In one example, ‘Hard Core Pornography’ is written around three overlapping coloured rectangles. It brings to mind paintings by Mary Heilmann and, indeed, this could be an insult aimed at the art world – a sluttish, indulgent reading of abstract painting. Yet, a more prosaic tone is preferable. For example, the excitement contained in Broadway, the Raymond Revue Bar sign, or even a visual representation of the tacky music track of a long-forgotten and found-in-the-shed ‘adult’ video. Whatever it is, like the whole exhibition, it again promises the anticipation of the game-show, yet reveals us wallowing only in screaming banality when the lights fade.
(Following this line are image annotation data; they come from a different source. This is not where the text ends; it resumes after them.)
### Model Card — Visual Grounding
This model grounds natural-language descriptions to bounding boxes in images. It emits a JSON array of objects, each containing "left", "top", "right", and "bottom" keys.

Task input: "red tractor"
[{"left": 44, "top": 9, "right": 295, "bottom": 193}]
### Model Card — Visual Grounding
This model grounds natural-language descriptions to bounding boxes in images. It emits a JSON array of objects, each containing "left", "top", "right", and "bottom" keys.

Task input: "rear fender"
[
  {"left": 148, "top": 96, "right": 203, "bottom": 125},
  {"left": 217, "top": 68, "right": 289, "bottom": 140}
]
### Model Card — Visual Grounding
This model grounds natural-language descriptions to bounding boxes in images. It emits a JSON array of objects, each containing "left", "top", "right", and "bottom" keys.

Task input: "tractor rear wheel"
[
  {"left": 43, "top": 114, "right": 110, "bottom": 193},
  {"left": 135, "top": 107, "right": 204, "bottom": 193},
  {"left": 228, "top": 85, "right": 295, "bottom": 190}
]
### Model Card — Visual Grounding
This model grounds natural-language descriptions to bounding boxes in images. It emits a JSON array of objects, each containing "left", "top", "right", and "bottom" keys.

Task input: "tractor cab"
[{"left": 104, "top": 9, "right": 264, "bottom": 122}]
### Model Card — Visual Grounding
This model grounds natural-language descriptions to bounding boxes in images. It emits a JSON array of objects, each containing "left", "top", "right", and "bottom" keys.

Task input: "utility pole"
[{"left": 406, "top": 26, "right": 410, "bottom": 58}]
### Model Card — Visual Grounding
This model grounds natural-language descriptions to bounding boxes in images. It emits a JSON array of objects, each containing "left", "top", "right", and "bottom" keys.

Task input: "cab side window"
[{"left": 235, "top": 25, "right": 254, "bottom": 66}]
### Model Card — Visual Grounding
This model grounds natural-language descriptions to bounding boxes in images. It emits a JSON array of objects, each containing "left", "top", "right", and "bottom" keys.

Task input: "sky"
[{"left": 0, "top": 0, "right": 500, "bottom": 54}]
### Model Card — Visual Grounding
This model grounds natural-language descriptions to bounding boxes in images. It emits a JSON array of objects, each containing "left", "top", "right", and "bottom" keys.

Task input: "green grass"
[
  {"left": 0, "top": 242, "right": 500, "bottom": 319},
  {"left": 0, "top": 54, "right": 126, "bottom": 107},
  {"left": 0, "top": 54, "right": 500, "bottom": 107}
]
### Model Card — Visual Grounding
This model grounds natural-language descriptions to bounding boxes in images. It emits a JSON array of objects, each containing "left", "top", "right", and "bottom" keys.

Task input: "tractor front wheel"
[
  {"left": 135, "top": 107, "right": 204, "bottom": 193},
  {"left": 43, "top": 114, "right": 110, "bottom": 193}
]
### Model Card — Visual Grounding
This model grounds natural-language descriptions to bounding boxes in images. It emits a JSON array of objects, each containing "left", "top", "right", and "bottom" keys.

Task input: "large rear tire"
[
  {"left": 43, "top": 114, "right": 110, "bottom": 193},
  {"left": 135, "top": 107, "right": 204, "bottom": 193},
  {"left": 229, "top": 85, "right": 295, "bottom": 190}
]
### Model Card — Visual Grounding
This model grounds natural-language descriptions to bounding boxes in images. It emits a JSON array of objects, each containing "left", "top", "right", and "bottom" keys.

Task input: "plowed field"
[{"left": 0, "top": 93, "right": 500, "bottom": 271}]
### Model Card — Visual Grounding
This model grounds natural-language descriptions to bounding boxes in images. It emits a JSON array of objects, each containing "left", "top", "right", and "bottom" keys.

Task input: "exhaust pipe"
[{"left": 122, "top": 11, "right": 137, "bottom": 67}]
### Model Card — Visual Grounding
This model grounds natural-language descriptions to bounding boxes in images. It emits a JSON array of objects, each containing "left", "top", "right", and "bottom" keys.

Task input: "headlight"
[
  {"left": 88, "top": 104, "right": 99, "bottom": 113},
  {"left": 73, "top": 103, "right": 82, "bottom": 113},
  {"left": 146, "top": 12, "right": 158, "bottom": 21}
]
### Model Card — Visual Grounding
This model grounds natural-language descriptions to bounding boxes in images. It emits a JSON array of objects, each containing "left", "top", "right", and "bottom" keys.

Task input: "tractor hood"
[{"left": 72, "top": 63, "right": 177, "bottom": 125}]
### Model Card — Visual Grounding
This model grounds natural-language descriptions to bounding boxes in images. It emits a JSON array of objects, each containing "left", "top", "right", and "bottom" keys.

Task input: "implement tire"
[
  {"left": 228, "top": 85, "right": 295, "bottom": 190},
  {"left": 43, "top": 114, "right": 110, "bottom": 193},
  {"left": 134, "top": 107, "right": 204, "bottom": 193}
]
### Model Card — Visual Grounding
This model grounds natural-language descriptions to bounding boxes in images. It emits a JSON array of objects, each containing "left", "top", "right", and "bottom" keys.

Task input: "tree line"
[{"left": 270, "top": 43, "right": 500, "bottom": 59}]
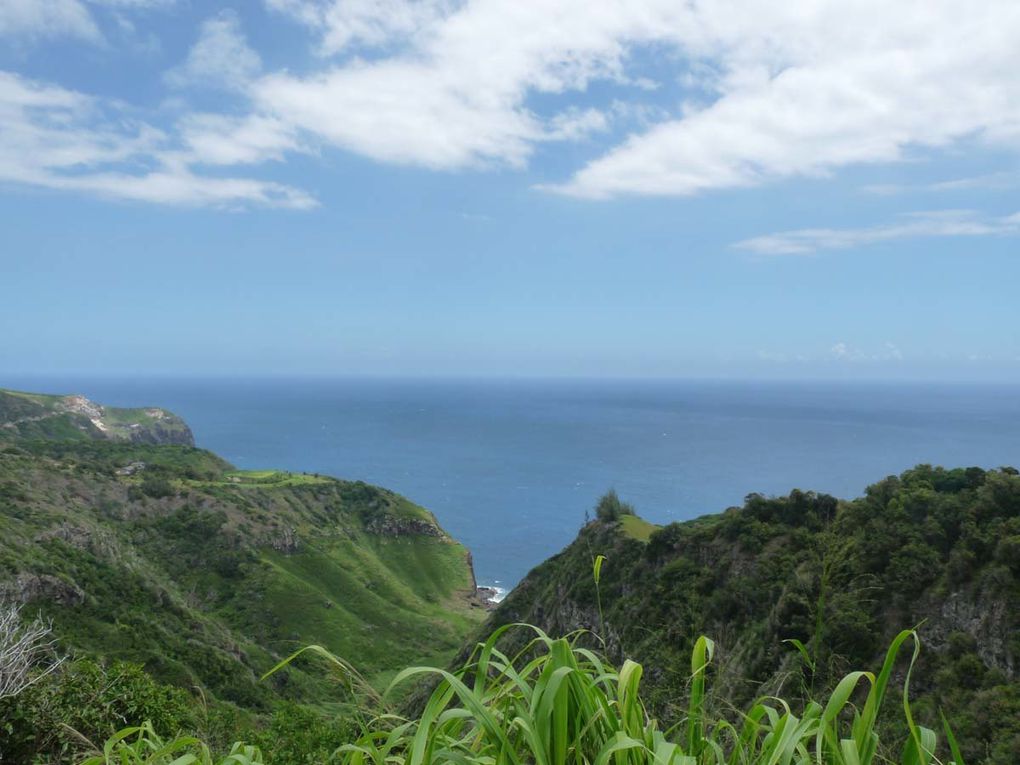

Again, Shrigley wants to trick us into thinking we are winning when the prize was not really worth having. It is a bit like the couple on the 1980s television show, Bullseye, who live in central Leeds and have just won a speedboat.

David Shrigley will always have his detractors. What art based outside any ‘craft’ would not? But this show is enjoyable on many levels. More important, however, is its aptness at a time when we are once again looking for leadership instead of silly promises and self-interest. As an exhibition it places itself clearly within art theory, while avoiding any kind of academic dryness. Indeed, it wears its complex thinking lightly; perhaps so lightly that we sometimes miss the clinical precision of unsympathetic laughter aimed squarely at us and society. ‘We really do get what we deserve’ could be the overall message.

In one room a drawing reads: ‘One day a big mind will come.’ With David Shrigley that mind may already have arrived.